I believe that you can use combinations of the values for sorting. So you can say:
order by a+b
If a and b are in the group by. You just cannot introduce columns not mentioned in the SELECT. I believe you can use aggregation functions not mentioned in the SELECT, however.
Sample table
sample.grades
Name Grade Score
Adam A 95
Bob A 97
Charlie C 75
First Query using GROUP BY
Select grade, count(Grade) from sample.grades GROUP BY Grade
Output
Grade Count
A 2
C 1
Second Query using order by
select Name, score from sample grades order by score
Output
Bob A 97
Adam A 95
Charlie C 75
Third Query using GROUP BY and ordering
Select grade, count(Grade) from sample.grades GROUP BY Grade desc
Output
Grade Count
A 2
C 1
Once you start using things like Count, you must have group by. You can use them together, but they have very different uses, as I hope the examples clearly show.

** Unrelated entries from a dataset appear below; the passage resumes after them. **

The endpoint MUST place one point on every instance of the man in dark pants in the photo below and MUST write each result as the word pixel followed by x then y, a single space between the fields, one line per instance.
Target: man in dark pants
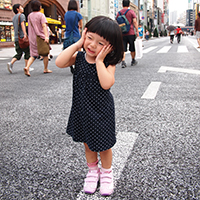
pixel 18 9
pixel 197 29
pixel 129 37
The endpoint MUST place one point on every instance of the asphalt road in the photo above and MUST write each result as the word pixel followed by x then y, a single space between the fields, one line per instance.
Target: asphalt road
pixel 157 152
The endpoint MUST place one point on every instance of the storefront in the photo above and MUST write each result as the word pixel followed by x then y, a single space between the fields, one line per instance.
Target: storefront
pixel 6 25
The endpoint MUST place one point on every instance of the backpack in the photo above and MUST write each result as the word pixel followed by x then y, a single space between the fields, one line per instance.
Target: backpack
pixel 123 22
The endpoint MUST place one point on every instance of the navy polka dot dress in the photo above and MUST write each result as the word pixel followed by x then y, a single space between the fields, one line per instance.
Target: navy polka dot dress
pixel 92 117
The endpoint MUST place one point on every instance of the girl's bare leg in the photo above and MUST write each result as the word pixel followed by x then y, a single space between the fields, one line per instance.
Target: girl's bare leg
pixel 91 156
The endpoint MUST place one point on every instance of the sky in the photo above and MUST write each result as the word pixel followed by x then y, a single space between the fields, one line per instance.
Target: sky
pixel 179 5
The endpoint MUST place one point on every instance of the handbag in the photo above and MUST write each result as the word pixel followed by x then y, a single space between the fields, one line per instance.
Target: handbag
pixel 23 42
pixel 138 48
pixel 70 39
pixel 42 46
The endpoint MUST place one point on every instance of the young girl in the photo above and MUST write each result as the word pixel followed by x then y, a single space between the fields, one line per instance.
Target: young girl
pixel 92 117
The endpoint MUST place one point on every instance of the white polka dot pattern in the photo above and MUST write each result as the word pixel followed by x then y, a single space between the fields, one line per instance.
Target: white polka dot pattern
pixel 92 117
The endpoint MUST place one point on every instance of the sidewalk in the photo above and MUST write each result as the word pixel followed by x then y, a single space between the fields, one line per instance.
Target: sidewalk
pixel 9 52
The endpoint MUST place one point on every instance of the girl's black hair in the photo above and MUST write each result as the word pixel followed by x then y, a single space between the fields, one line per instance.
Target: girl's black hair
pixel 72 5
pixel 126 3
pixel 35 5
pixel 110 31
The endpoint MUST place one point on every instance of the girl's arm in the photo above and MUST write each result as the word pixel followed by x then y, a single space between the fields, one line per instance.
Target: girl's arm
pixel 67 57
pixel 106 75
pixel 44 27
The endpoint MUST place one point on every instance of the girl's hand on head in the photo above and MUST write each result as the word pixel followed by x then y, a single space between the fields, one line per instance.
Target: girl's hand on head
pixel 103 53
pixel 81 41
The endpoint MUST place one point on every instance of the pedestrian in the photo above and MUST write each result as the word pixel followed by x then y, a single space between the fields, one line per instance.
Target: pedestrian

To try and answer the question, why does group by effect the items in the select section, because that is what group by is meant to do. You can't do the count of a column if you do not group by that column.
Second question, why would you want to order by but not select all the columns?
If I want to order by the score, but do not care about the actual grade or even the score I might do
select name from sample.grades order by score
Output
Name
Bob
Adam
Charlie
Which results do you expect to see ordering by columns not listed in the select list and not participated in group by clause? at any case all kind of sort by non-mentioned in SELECT list columns will be omitted so Oracle guys added the restriction correctly.
with c as (
select 1 id, 2 value from dual
union all
select 1 id, 3 value from dual
union all
select 2 id, 3 value from dual
)
select id
from c
group by id
order by count(*) desc
Here my inderstanding
"The GROUP BY clause groups the rows, but it does not necessarily sort the results in any particular order."
-> you can use Group by without order by
"To change the order, use the ORDER BY clause, which follows the GROUP BY clause."
-> the rows are selected by defaut with primary key, and if you add order by you must add after group by
"The columns used in the ORDER BY clause must appear in the SELECT list, which is unlike the normal use of ORDER BY."